Distribution shift is a common challenge in medical images obtained from different clinical centers, significantly hindering the deployment of pre-trained semantic segmentation models in real-world applications across multiple domains. Continual Test-Time Adaptation(CTTA) has emerged as a promising approach to address cross-domain shifts during continually evolving target domains. Most existing CTTA methods rely on incrementally updating model parameters, which inevitably suffer from error accumulation and catastrophic forgetting, especially in long-term adaptation. Recent prompt-tuning-based works have shown potential to mitigate the two issues above by updating only visual prompts. While these approaches have demonstrated promising performance, several limitations remain:1)lacking multi-scale prompt diversity, 2)inadequate incorporation of instance-specific knowledge, and 3)risk of privacy leakage. To overcome these limitations, we propose Multi-scale Global-Instance Prompt Tuning(MGIPT), to enhance scale diversity of prompts and capture both global- and instance-level knowledge for robust CTTA. Specifically, MGIPT consists of an Adaptive-scale Instance Prompt(AIP) and a Multi-scale Global-level Prompt(MGP). AIP dynamically learns lightweight and instance-specific prompts to mitigate error accumulation with adaptive optimal-scale selection mechanism. MGP captures domain-level knowledge across different scales to ensure robust adaptation with anti-forgetting capabilities. These complementary components are combined through a weighted ensemble approach, enabling effective dual-level adaptation that integrates both global and local information. Extensive experiments on medical image segmentation benchmarks demonstrate that our MGIPT outperforms state-of-the-art methods, achieving robust adaptation across continually changing target domains.
Paper Structure (17 sections, 7 equations, 5 figures, 4 tables)

This paper contains 17 sections, 7 equations, 5 figures, 4 tables.

Figures (5)

  • Figure 1: (a) The goal of continual test-time adaptation (CTTA) is to adapt a pre-trained source model to handle data in dynamically changing target domains. (b) Overview of tuning strategies in CTTA. Fully-Tuning often causes catastrophic forgetting due to frequent parameter updates and error accumulation due to noisy pseudo labels; Efficient-Tuning (ET) on Batch-Normalization (BN) layers and ET with adapters struggle with balancing trade-offs of inadequate adaptation or error accumulation; ET with single-scale global prompts leads to suboptimal individual instance adaptation and privacy leakage.

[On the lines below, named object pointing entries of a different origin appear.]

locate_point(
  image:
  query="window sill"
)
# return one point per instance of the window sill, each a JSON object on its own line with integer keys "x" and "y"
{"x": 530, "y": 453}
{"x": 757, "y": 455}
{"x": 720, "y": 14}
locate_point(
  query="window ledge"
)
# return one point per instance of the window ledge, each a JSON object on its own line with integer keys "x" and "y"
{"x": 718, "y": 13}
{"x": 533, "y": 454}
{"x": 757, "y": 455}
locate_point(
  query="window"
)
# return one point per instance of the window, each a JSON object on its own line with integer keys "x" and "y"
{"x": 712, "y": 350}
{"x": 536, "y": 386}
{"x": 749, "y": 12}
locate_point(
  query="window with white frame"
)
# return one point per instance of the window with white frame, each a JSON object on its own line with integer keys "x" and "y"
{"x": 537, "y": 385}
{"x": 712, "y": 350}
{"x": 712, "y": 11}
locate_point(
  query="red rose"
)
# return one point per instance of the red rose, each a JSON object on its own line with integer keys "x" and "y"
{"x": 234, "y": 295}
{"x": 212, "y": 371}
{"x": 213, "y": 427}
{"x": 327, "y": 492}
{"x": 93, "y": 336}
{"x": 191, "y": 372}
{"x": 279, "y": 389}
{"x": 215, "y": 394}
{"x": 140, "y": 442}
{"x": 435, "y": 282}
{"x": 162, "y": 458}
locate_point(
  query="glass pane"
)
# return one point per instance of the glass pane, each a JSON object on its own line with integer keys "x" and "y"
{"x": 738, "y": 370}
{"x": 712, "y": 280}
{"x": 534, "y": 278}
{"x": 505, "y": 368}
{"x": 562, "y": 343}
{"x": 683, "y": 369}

Our method addresses error accumulation and forgetting by leveraging dual-level prompts with multiple scales and robust parameter updating strategies while reducing the risk of privacy leakage. (c) Performance comparison on OD/OC datasets over 3 continual rounds. Our approach demonstrates superior performance over previous methods.

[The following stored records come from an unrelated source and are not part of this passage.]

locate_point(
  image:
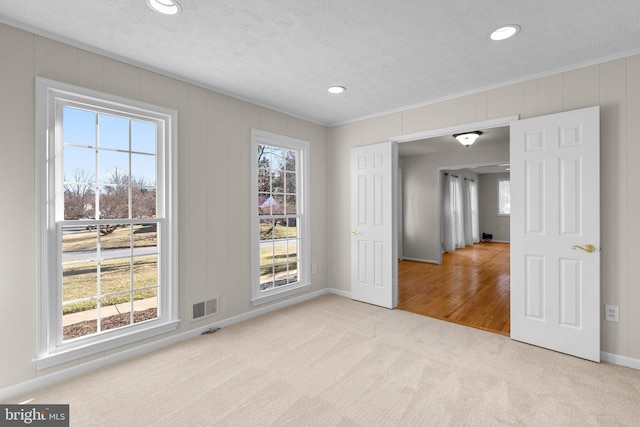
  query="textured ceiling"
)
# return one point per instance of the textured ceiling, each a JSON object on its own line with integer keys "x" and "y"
{"x": 388, "y": 53}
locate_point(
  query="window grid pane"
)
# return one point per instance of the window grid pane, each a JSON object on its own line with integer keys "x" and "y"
{"x": 110, "y": 273}
{"x": 277, "y": 200}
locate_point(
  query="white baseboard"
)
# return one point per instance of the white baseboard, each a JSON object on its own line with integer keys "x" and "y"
{"x": 429, "y": 261}
{"x": 83, "y": 368}
{"x": 340, "y": 292}
{"x": 615, "y": 359}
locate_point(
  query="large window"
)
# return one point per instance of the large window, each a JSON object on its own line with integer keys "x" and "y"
{"x": 106, "y": 221}
{"x": 280, "y": 216}
{"x": 504, "y": 196}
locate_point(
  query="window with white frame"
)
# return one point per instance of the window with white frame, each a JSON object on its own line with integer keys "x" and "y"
{"x": 280, "y": 219}
{"x": 106, "y": 221}
{"x": 504, "y": 196}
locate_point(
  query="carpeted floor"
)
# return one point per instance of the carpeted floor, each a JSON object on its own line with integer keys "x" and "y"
{"x": 335, "y": 362}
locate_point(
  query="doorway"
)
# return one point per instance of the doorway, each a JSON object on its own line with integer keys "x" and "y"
{"x": 471, "y": 285}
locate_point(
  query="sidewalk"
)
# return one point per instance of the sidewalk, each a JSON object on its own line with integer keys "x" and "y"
{"x": 110, "y": 310}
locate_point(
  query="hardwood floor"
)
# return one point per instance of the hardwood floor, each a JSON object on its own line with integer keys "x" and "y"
{"x": 470, "y": 287}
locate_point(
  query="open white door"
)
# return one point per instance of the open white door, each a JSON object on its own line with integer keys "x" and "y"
{"x": 555, "y": 210}
{"x": 374, "y": 261}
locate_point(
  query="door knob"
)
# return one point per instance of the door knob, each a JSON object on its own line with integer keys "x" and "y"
{"x": 587, "y": 248}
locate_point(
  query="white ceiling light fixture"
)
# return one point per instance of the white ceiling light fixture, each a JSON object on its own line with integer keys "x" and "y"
{"x": 505, "y": 32}
{"x": 467, "y": 138}
{"x": 165, "y": 7}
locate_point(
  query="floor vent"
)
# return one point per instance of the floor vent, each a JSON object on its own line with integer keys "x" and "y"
{"x": 205, "y": 308}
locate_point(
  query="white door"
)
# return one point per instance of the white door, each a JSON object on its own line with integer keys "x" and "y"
{"x": 555, "y": 210}
{"x": 374, "y": 261}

  • Figure 2: The framework of MGIPT. This framework leverages instance-specific and global knowledge to tackle the error accumulation and forgetting challenges during CTTA. MGIPT comprises: (1) Low-Frequency Prompts: trainable pixels initialized as ones, optimized using Batch Normalization (BN) alignment loss. (2) Adaptive-scale Instance Prompt: input images are transformed to the frequency domain via Fast Fourier Transform (FFT), combined with instance-level prompts (followed by inverse FFT), and optimized using progressive prompt tuning (PPT) with an early stopping (ES) strategy for optimal scale selection. (3) Multi-scale Global Prompt: captures domain-level knowledge across varying receptive fields using multi-scale prompts, updated with a teacher-student mechanism and Exponential Moving Average (EMA). (4) Inference: fine-tuned instance and global prompts are combined to adapt the input image, producing the final output.

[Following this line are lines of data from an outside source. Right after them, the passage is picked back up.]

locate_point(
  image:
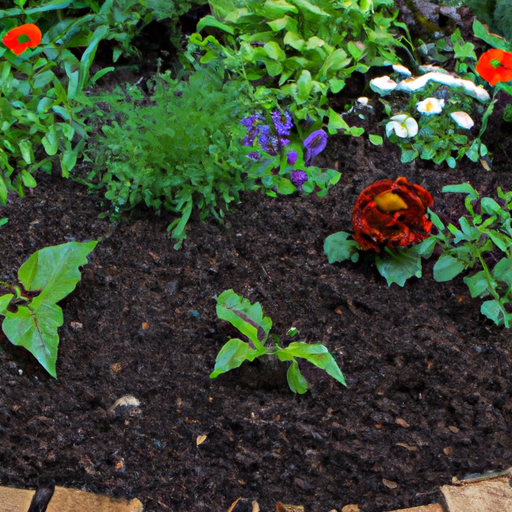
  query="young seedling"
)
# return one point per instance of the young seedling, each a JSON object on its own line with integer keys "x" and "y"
{"x": 31, "y": 313}
{"x": 249, "y": 320}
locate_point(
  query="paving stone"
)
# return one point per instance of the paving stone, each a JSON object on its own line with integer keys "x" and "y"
{"x": 66, "y": 500}
{"x": 491, "y": 495}
{"x": 425, "y": 508}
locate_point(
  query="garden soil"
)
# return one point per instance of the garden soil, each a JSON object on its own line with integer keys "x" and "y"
{"x": 429, "y": 379}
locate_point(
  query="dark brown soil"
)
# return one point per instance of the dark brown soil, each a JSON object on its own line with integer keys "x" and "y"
{"x": 429, "y": 378}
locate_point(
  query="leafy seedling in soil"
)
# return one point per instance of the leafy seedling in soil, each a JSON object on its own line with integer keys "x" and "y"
{"x": 250, "y": 321}
{"x": 31, "y": 313}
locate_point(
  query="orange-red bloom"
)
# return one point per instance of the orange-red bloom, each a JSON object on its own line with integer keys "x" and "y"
{"x": 495, "y": 66}
{"x": 20, "y": 38}
{"x": 392, "y": 214}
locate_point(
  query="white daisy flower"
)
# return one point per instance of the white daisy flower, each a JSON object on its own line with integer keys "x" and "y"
{"x": 401, "y": 70}
{"x": 403, "y": 126}
{"x": 383, "y": 85}
{"x": 430, "y": 106}
{"x": 463, "y": 120}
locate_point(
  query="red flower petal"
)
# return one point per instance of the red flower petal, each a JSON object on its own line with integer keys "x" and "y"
{"x": 11, "y": 39}
{"x": 389, "y": 225}
{"x": 491, "y": 72}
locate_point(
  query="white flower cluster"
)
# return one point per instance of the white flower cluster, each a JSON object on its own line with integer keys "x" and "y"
{"x": 405, "y": 126}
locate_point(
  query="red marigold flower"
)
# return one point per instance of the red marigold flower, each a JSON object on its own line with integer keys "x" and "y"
{"x": 20, "y": 38}
{"x": 392, "y": 214}
{"x": 495, "y": 66}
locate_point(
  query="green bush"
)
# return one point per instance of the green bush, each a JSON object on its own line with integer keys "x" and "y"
{"x": 305, "y": 50}
{"x": 180, "y": 150}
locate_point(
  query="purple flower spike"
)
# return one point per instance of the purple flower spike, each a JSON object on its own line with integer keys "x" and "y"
{"x": 291, "y": 157}
{"x": 298, "y": 178}
{"x": 283, "y": 126}
{"x": 315, "y": 143}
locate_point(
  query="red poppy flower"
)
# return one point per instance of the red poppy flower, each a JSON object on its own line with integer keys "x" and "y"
{"x": 392, "y": 214}
{"x": 20, "y": 38}
{"x": 495, "y": 66}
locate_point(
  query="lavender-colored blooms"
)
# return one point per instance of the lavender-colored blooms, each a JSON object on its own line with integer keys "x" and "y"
{"x": 298, "y": 178}
{"x": 291, "y": 157}
{"x": 282, "y": 127}
{"x": 270, "y": 138}
{"x": 315, "y": 143}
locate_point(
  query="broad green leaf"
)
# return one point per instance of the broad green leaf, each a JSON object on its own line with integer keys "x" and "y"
{"x": 307, "y": 7}
{"x": 502, "y": 271}
{"x": 304, "y": 85}
{"x": 210, "y": 21}
{"x": 477, "y": 284}
{"x": 232, "y": 355}
{"x": 88, "y": 56}
{"x": 337, "y": 248}
{"x": 495, "y": 41}
{"x": 28, "y": 179}
{"x": 50, "y": 141}
{"x": 436, "y": 220}
{"x": 296, "y": 381}
{"x": 54, "y": 270}
{"x": 68, "y": 161}
{"x": 35, "y": 328}
{"x": 26, "y": 150}
{"x": 101, "y": 73}
{"x": 447, "y": 267}
{"x": 463, "y": 188}
{"x": 294, "y": 40}
{"x": 426, "y": 248}
{"x": 274, "y": 51}
{"x": 246, "y": 317}
{"x": 3, "y": 190}
{"x": 399, "y": 264}
{"x": 4, "y": 302}
{"x": 376, "y": 140}
{"x": 42, "y": 79}
{"x": 318, "y": 355}
{"x": 492, "y": 309}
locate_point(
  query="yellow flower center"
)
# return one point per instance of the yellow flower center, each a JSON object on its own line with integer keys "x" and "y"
{"x": 389, "y": 202}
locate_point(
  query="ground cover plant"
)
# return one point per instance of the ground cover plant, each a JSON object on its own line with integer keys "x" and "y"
{"x": 249, "y": 320}
{"x": 31, "y": 313}
{"x": 302, "y": 50}
{"x": 428, "y": 375}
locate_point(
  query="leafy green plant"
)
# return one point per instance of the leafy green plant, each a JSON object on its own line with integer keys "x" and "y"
{"x": 496, "y": 14}
{"x": 279, "y": 163}
{"x": 440, "y": 136}
{"x": 180, "y": 150}
{"x": 303, "y": 50}
{"x": 482, "y": 241}
{"x": 41, "y": 97}
{"x": 249, "y": 319}
{"x": 31, "y": 313}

  • Figure 3: Qualitative comparison of segmentation results on target domains for OD/OC benchmark. ‘Ori’: ‘Original’.
  • Figure 4: Visualization of the original images, finetuned prompts, and adapted images on the OD/OC segmentation task. We normalize the prompts to [0, 1] for better visualization. We also show some examples of source domain on the upper side of this diagram. "Ori": Abbreviation of "Original".
  • Figure 5: Performance with various $e$ and $\lambda$ on OD/OC task.